Only three players have more trips to the final than James -- Boston legend Bill Russell with a record 12, his 1960s dynasty teammate Sam Jones at 11 and all-time NBA career scoring leader Kareem Abdul-Jabbar with 10.
"When you talk about just a basketball player, a complete basketball player, LeBron James is a much better basketball player than Michael Jordan," former Detroit Pistons guard Isiah Thomas told ESPN.
The long-time "Air" Jordan rival has keenly eyed "King" James, comparing him with iconic big men Russell, an 11-time NBA champion, and Abdul-Jabbar, a six-time title winner who took five in the 1980s with the Lakers.

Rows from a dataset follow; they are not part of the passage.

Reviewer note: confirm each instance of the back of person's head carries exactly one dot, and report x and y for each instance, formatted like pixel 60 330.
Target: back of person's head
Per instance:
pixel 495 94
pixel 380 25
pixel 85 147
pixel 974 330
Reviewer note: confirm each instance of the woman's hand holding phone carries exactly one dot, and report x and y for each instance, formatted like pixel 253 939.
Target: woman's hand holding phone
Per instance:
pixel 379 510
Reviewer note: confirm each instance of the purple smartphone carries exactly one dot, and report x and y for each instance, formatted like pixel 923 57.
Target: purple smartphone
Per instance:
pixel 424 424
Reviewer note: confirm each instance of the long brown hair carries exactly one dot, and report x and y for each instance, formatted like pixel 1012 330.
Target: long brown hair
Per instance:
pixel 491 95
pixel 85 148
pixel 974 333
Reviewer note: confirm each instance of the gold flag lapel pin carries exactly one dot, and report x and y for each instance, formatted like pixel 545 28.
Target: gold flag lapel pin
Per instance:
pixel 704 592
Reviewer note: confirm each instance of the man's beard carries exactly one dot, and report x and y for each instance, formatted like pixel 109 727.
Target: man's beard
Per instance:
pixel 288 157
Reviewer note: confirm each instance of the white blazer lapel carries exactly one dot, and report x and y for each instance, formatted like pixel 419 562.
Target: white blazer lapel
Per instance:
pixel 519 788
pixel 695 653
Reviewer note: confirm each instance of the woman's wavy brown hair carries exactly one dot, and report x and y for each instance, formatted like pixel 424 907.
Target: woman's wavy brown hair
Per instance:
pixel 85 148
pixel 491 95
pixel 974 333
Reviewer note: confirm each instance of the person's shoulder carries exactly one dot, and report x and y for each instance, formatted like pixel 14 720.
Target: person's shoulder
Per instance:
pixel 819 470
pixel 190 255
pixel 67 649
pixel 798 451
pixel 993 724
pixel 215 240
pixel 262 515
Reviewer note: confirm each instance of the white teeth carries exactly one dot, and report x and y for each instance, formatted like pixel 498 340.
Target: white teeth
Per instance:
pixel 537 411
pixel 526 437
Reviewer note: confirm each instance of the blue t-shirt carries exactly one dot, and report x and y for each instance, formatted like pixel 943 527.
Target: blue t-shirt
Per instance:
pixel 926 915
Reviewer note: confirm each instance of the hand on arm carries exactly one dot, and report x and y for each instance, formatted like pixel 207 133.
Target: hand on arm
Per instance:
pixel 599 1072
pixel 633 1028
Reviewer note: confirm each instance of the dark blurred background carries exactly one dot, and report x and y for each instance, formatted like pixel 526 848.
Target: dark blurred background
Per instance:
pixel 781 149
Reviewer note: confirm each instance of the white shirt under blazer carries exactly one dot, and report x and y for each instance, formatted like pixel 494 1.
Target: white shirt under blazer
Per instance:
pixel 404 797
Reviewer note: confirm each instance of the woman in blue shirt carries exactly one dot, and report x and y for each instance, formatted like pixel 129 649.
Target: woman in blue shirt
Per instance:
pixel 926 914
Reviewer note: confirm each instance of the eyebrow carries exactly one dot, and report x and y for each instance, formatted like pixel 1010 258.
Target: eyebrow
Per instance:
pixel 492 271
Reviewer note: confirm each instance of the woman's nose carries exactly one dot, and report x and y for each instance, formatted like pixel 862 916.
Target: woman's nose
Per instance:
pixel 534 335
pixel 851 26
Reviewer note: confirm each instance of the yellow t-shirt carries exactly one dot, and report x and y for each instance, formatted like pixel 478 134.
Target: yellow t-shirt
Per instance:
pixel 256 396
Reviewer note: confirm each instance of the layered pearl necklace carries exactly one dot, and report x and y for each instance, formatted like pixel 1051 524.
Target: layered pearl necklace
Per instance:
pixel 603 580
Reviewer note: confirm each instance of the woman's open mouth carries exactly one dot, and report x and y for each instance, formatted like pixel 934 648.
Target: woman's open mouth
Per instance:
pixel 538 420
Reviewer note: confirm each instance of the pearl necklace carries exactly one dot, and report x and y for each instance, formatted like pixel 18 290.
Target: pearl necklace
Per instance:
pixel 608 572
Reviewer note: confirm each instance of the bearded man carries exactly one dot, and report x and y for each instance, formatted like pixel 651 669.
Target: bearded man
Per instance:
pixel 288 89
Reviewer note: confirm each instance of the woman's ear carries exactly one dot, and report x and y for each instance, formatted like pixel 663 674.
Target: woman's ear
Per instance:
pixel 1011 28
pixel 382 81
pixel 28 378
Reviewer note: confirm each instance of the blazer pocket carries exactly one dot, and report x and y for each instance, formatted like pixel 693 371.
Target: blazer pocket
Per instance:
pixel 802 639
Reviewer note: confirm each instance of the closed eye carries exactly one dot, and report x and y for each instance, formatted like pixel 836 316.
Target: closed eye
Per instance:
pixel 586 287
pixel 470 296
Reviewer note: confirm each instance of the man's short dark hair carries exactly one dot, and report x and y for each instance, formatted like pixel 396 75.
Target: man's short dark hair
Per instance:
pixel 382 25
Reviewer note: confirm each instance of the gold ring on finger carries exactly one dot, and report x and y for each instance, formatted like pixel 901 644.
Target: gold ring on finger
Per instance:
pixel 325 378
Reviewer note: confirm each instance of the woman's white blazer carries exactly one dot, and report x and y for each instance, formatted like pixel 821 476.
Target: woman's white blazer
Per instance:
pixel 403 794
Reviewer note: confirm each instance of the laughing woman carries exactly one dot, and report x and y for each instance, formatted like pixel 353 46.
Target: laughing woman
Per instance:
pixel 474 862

"What I'm witnessing is LeBron James... dominating this period of time. I haven't seen anyone else do that in our league, with the exception of two people and that's Kareem Abdul-Jabbar and Bill Russell."
Michael won six. So what?
Nine-time NBA All-Star guard Gary Payton picked iconic center Wilt Chamberlain, who averaged a record 50.4 points in a season, over James or Jordan.
"Wilt Chamberlain, by far, is my best basketball player. Best athlete ever," Payton told the San Jose Mercury News.
"I don't compare them. You've got two players who dominated their eras. LeBron is making a case for himself to be one of the greatest players to ever play.
"People are going to say he only won three championships. Michael won six. So what? Eight straight finals is really good."
James played all 82 games this season, a career first, and during his finals streak has played 164 playoff games -- the equal of two full extra seasons.
James has produced impressive points, rebounds, assists, steals and blocks totals over a sustained period like few other playmakers.
"I don't really have a ceiling," James said. "I want to just try to maximize as much as I can and be as good as I can."
'Once in a generation'
Warriors coach Steve Kerr, a former championship teammate of Jordan, says James has gotten better with age, like the fine wines "King" James enjoys.
"It's pretty remarkable when you've got a guy who is already considered one of the top few players ever to play the game can make that much improvement late in his career," Kerr said.
"It's a testament to his work ethic and to his work on his skillset. The shooting is what has really gotten better in the last few years."
James is the only player in NBA Finals history to average a triple-double and to lead both finals teams in points, assists, rebounds, steals and blocks.
"It's pretty amazing," Warriors guard Klay Thompson said. "I don't care who he's faced. Eight straight times. The fact he's doing that in the modern era is pretty remarkable. So you've got to give him a lot of respect.
"A triple-double threat every night. Doing it in crunch time, doing it for 48 minutes. It's an honor to face LeBron. He's a once-in-a-generation type player."